Das eine Gefährdung von exfiltrierenden Abwasserkanälen und -leitungen ausgeht wurde in Vortrag von Professor Dr.-Ing. Weinig von der FH Bielefeld/Minden mehr als deutlich. Unbestritten bleibt, so Weinig, dass in der belebten Bodenzone ein Abbau stattfindet. Nur was passiert, wenn Kohlenstoff und Sauerstoff für den biologischen Abbauprozess fehlen? Oder sich die anthropogenen Stoffe in den Poren des Bodens ablagern? Diese und weitere interessante Fragestellungen werden derzeit an der FH Bielefeld/Minden im Auftrage des VuSD abgeklärt. Der Zwischenbericht dieses Forschungsprojektes wird Ende Juli 2012 veröffentlicht.

 

Das nicht nur das Thema „Dichtheit“ bei der Betrachtung von schadhaften Abwasserkanälen eine Säule darstellt, konnten die Teilnehmer dem Vortrag von Dipl.-Ing. Michael Schiller aus dem Ing.-Büro Schiller, Holzwickede, entnehmen. So sind Abwasserkanäle durchaus auch im Kontext mit der Betriebs- und Standsicherheit zu sehen. Seiner Meinung nach spielt hierbei die Betriebssicherheit eine überdurchschnittliche Rolle im Beratungsgespräch mit dem privaten Grundstückseigentümer.

 

Nach intensiven Diskussionen über die Perspektive einer gesetzlichen Regelung sowie der Ausgestaltung der Vorschriften für eine künftige Umsetzung dieser gesetzlichen Forderungen, sei es von den Ländern oder auch als bundeseinheitliche Lösung, zog Dr.
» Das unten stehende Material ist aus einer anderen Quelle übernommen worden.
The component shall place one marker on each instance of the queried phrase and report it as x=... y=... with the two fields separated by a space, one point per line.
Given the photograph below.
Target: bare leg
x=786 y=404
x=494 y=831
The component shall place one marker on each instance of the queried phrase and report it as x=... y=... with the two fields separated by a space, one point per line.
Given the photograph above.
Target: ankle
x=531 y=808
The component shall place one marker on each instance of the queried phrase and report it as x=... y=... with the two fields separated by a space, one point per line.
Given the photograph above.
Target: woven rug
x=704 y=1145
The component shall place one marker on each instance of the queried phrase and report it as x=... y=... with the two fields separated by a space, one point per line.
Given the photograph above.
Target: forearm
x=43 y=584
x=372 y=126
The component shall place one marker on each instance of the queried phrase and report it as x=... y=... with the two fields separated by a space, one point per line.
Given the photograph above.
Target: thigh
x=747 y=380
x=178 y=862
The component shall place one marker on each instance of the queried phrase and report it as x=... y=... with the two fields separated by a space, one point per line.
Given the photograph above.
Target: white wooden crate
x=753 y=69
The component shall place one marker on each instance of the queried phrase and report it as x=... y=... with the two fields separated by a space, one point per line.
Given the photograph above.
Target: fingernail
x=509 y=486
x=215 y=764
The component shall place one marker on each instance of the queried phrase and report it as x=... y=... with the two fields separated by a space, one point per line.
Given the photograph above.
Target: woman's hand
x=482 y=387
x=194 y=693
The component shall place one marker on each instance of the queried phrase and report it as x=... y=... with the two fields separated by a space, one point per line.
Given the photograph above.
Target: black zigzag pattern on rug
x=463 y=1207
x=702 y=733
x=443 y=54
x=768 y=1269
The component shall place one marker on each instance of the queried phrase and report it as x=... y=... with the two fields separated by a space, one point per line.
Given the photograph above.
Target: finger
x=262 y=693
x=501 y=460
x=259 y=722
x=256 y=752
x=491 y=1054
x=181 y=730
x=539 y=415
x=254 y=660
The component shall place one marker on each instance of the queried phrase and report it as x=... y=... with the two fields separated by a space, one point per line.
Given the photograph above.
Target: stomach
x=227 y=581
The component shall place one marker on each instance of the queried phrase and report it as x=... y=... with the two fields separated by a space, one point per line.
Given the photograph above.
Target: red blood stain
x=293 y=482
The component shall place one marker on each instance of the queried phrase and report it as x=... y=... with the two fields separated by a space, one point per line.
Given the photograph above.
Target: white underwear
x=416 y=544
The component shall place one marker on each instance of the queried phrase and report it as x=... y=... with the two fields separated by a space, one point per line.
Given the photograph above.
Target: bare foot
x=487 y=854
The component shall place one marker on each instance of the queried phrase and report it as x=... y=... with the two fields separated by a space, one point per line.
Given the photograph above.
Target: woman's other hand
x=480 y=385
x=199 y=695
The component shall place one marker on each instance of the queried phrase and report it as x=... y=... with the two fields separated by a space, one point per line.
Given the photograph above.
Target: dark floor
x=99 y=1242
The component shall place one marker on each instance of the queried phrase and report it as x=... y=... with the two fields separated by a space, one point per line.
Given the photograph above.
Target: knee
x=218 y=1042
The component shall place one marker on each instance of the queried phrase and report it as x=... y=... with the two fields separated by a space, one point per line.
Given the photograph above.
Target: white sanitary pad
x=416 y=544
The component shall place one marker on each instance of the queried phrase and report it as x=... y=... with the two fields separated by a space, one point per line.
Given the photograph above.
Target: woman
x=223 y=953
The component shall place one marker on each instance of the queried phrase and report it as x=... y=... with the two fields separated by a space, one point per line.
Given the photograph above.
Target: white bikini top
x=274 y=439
Bernhard Fischer vom BBR ein optimistisches Fazit. Die große Resonanz und die hochinteressanten Beiträge aus dem Auditorium zeigten Ihm, dass sich der Nachmittag thematisch am Puls der Zeit befand. Somit galt sein besonderer Dank den Organisatoren, die als „Dreigestirn“ BBR, FH und VUSD viel Zeit, Engagement und Knowhow einbrachten.